YENİ ASURYA: Osmanlı İmparatorluğu’nun yıkılmasından sonra ortaya çıkan isyanlar yeni devletler için yeni fikirlerin üretilmesine yol açtı. Bunlardan biri de Yeni Asurya idi. Bu fikir ne yazık ki hayata geçirilemedi. 1916 yılında yapılan harita yalnızca milliyetçi bir gazetede yayımlandı. Keldani, Nasturi ve Süryani azınlıkların ortak dini inanışlarına ve ortak tarihlerine dayanarak oluşturmaya çalıştıkları Yeni Asurya, gerçekleşmesi olanaksız bir projeydi.
YENİ FİLİSTİN: 1917 yılında yapılan bu Yeni Filistin haritası Asurya gibi proje aşamasında kalmadı; gerçekleşti ama farklı bir şekilde. Rusya doğumlu Siyonist Isaac Don Levine Filistin adı verilen bir Yahudi devletinin kurulmasını savunuyordu. Yeni Filistin devletinin sınırları içinde Gazze, Batı Şeria ve Güney Lübnan yer alıyordu. Rus Devrimi sonunda Çarlık yıkılınca anti-Semitizmin inişe geçtiği iddia edildi. Böylece bir Yahudi devletinin, yalnızca ulusal geleceğini kendi özgür iradesiyle belirlemek isteyenlerin bir meselesi olduğu anlaşılmış oldu.

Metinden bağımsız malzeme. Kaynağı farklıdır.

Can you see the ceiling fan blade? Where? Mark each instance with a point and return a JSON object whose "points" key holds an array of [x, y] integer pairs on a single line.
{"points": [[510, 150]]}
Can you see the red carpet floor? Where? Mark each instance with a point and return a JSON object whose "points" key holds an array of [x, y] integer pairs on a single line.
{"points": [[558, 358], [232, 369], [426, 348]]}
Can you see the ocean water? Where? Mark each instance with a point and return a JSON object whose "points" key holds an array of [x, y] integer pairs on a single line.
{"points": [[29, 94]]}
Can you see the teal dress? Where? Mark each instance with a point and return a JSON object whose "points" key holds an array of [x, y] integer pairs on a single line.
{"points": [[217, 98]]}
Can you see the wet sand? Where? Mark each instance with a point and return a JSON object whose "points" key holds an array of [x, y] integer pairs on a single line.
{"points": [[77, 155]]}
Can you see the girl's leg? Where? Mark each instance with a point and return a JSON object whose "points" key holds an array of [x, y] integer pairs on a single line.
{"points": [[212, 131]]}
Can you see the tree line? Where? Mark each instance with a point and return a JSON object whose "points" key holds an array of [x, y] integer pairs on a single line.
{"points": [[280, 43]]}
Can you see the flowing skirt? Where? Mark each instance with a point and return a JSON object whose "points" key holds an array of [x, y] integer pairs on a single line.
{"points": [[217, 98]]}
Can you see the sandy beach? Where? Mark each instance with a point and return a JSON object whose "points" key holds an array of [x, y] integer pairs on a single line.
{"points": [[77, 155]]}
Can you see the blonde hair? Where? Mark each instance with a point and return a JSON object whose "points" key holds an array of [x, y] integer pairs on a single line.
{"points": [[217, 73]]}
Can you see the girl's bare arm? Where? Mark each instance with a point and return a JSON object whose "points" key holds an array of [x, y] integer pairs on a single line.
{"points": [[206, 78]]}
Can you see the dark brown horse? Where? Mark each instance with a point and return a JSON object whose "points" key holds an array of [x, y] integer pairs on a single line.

BÖLÜNMÜŞ SURİYE: İngilizler Şiiler, Sünniler ve Kürtlerin yaşadığı bölgeleri birleştirerek, Irak adını verdikleri yapay bir devlet oluşturmakla suçlanır. Suriye’de ise Fransızlar tam tersi bir iddia ile suçlanmıştı. Bugün etnik bir parçalanmanın eşiğinde olan Suriye’de, Fransızların benzer bir bölünmeyi ilk başta önermiş oldukları hatırlanmalıdır. Böl ve yönet politikasını bölgede başarıyla uygulamaya çalışan Fransızların 1922 yılında yaptığı bu haritada, bugün Suriye olarak bilinen toprakların, Aleviler ve Dürzilerin oluşturacağı mini devletlerin yanı sıra, kuzey ve güneyde çoğunluğunu Sünnilerin oluşturduğu bölgeler arasında paylaştırıldığı görülüyor. Fransızlar, yerel Arap milliyetçilerinin karşı koymaları sonuncunda bu planlarından vazgeçtiler.
SURİYE’NİN FRANSIZ GÖZÜYLE ETNOGRAFİSİ: 1930’larda Fransız sömürgeciler Doğu Akdeniz kıyılarının kendilerine göre etnografik haritasını çıkarttılar. Bu haritadaki bazı kategoriler Osmanlıların kullandıklarına benziyordu; ancak Çerkez ve Yezidilerinki farklıydı. Burada göze çarpan en önemli nokta Fransızların böl ve yönet politikalarına uygun olarak 18 etnik grubun içine Arapları dahil etmemiş olmasıydı.